Why Americans Fall for Grifters: A Warning From a 1957 Film
For its evening programming on January 20, 2017, Turner Classic Movies, a network known for its commitment to the cinematic canon, not its politics, made a pointed scheduling decision. The channel would be airing A Face in the Crowd.
On any other Friday evening, it would have been an unremarkable choice. Though not a critical success in its own time, the 1957 film, written by Budd Schulberg and directed by Elia Kazan, has since been heralded as a masterpiece, praised by François Truffaut and preserved by the National Film Registry. The movie tells the story of Larry “Lonesome” Rhodes (Andy Griffith), a charismatic, populist entertainer with a dark side, who uses the new medium of television to rise to the pinnacle of American power. TCM swore it had chosen the airdate simply to mark the birthday of Patricia Neal, who co-starred in the film. The fact that it was also Donald Trump’s Inauguration Day had nothing to do with it.
The network would hardly have been the first to make the connection between Rhodes and Trump. Cinephiles and politicos alike saw Trump’s political career foretold in Schulberg and Kazan’s fable. Just a few months after Trump entered the race, the conservative writer Cal Thomas devoted an entire syndicated column to the resemblance between Griffith’s demagogue and candidate Trump.

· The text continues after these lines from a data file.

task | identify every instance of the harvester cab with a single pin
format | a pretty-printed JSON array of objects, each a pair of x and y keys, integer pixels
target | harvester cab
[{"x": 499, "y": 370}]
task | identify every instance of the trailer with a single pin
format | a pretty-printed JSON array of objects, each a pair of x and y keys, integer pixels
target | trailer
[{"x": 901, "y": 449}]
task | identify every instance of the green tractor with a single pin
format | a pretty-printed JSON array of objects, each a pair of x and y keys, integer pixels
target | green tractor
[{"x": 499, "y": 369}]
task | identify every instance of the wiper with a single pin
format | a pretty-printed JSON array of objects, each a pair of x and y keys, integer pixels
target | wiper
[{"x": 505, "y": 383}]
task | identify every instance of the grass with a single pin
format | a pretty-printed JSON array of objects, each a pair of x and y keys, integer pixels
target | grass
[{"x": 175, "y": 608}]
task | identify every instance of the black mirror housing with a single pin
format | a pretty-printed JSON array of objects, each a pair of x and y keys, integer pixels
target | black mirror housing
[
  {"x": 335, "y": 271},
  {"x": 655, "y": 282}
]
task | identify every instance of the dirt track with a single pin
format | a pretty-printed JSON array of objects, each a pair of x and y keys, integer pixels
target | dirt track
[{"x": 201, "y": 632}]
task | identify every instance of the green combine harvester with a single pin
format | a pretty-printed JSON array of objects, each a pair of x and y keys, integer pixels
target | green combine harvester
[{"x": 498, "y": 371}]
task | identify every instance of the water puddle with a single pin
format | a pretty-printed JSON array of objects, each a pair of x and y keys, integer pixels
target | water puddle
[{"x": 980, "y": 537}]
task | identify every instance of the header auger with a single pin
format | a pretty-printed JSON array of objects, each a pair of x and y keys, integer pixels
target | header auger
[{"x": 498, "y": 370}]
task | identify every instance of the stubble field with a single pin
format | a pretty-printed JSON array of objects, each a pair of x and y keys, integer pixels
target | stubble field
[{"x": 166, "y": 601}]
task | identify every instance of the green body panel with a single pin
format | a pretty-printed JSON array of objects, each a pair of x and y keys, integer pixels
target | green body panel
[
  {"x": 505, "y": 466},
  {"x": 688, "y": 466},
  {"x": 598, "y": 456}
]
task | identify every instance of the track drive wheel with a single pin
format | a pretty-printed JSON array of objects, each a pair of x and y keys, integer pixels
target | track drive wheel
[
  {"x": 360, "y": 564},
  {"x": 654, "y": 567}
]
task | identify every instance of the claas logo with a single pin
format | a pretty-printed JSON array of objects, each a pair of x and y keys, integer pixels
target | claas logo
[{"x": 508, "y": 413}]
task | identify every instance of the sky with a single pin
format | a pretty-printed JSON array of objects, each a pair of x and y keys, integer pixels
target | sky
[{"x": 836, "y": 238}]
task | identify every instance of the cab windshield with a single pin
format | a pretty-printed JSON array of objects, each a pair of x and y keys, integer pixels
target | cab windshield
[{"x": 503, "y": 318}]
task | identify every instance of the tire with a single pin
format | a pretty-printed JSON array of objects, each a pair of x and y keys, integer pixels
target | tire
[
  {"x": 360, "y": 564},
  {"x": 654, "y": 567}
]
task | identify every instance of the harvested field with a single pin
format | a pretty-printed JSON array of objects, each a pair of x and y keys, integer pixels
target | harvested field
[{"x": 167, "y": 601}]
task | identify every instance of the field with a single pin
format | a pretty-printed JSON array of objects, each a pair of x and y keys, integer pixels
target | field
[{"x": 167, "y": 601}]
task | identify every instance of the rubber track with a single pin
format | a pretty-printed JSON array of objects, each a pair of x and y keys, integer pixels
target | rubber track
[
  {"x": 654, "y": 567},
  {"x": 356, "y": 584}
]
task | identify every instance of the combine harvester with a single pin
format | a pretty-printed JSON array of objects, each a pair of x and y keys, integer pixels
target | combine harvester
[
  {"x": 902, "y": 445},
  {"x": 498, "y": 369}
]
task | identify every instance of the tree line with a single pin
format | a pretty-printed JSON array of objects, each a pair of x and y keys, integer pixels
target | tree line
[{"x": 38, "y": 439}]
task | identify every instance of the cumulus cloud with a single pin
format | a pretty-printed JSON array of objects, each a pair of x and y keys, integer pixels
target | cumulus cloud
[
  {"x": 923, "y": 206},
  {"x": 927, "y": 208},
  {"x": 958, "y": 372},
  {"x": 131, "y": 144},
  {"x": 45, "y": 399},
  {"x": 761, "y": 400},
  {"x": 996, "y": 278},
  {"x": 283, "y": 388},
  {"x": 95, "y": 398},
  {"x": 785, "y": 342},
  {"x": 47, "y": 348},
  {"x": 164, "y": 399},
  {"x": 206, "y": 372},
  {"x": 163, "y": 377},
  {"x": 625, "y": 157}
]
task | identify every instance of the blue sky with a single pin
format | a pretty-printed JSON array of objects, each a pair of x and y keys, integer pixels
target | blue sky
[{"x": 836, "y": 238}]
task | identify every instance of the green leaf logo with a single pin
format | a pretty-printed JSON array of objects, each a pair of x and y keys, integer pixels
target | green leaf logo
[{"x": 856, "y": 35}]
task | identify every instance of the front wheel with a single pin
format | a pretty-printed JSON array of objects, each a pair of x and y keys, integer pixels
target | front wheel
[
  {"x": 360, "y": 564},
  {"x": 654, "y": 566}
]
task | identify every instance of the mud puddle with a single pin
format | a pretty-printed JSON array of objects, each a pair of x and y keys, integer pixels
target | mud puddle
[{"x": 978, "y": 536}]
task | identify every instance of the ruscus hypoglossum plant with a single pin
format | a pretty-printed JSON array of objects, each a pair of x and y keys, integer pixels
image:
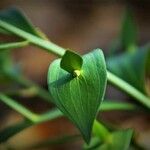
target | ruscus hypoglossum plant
[{"x": 77, "y": 83}]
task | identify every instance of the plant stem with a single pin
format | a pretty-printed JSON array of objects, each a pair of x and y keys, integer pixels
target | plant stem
[
  {"x": 140, "y": 97},
  {"x": 53, "y": 114},
  {"x": 18, "y": 107},
  {"x": 47, "y": 45},
  {"x": 59, "y": 51}
]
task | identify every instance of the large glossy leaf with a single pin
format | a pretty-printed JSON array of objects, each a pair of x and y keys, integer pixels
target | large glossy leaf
[
  {"x": 133, "y": 67},
  {"x": 16, "y": 18},
  {"x": 79, "y": 97}
]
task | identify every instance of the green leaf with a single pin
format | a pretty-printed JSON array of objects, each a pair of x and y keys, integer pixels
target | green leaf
[
  {"x": 118, "y": 140},
  {"x": 133, "y": 68},
  {"x": 71, "y": 62},
  {"x": 16, "y": 18},
  {"x": 79, "y": 97},
  {"x": 128, "y": 35}
]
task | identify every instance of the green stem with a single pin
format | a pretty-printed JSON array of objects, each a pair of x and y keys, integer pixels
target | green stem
[
  {"x": 18, "y": 107},
  {"x": 47, "y": 45},
  {"x": 12, "y": 45},
  {"x": 140, "y": 97},
  {"x": 53, "y": 114},
  {"x": 59, "y": 51}
]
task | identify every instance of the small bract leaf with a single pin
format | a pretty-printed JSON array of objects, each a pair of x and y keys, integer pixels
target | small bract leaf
[
  {"x": 71, "y": 62},
  {"x": 79, "y": 97}
]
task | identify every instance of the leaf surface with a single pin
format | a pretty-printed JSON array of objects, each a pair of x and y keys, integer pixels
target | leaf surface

There’s no denying that A Face in the Crowd captures aspects of Trump’s character—Rhodes’s vulgarity, his volatile mixture of ego and insecurity, and his instinctive mastery of mass media are all eerily familiar. Yet the similarities go only so far. Like Trump’s, Rhodes’s populism is a means to an end, but at least he comes by it more credibly, having walked the dusty byways of northeastern Arkansas and spent long nights in its drunk tanks.
Schulberg and Kazan’s real achievement wasn’t anticipating Trump. It was appreciating, at the dawn of the television era, how susceptible the American public would be to his pitch. As Trump’s first term comes to a close, A Face in the Crowd is worth revisiting—less for what it reveals about the president than for what it says about the rest of us.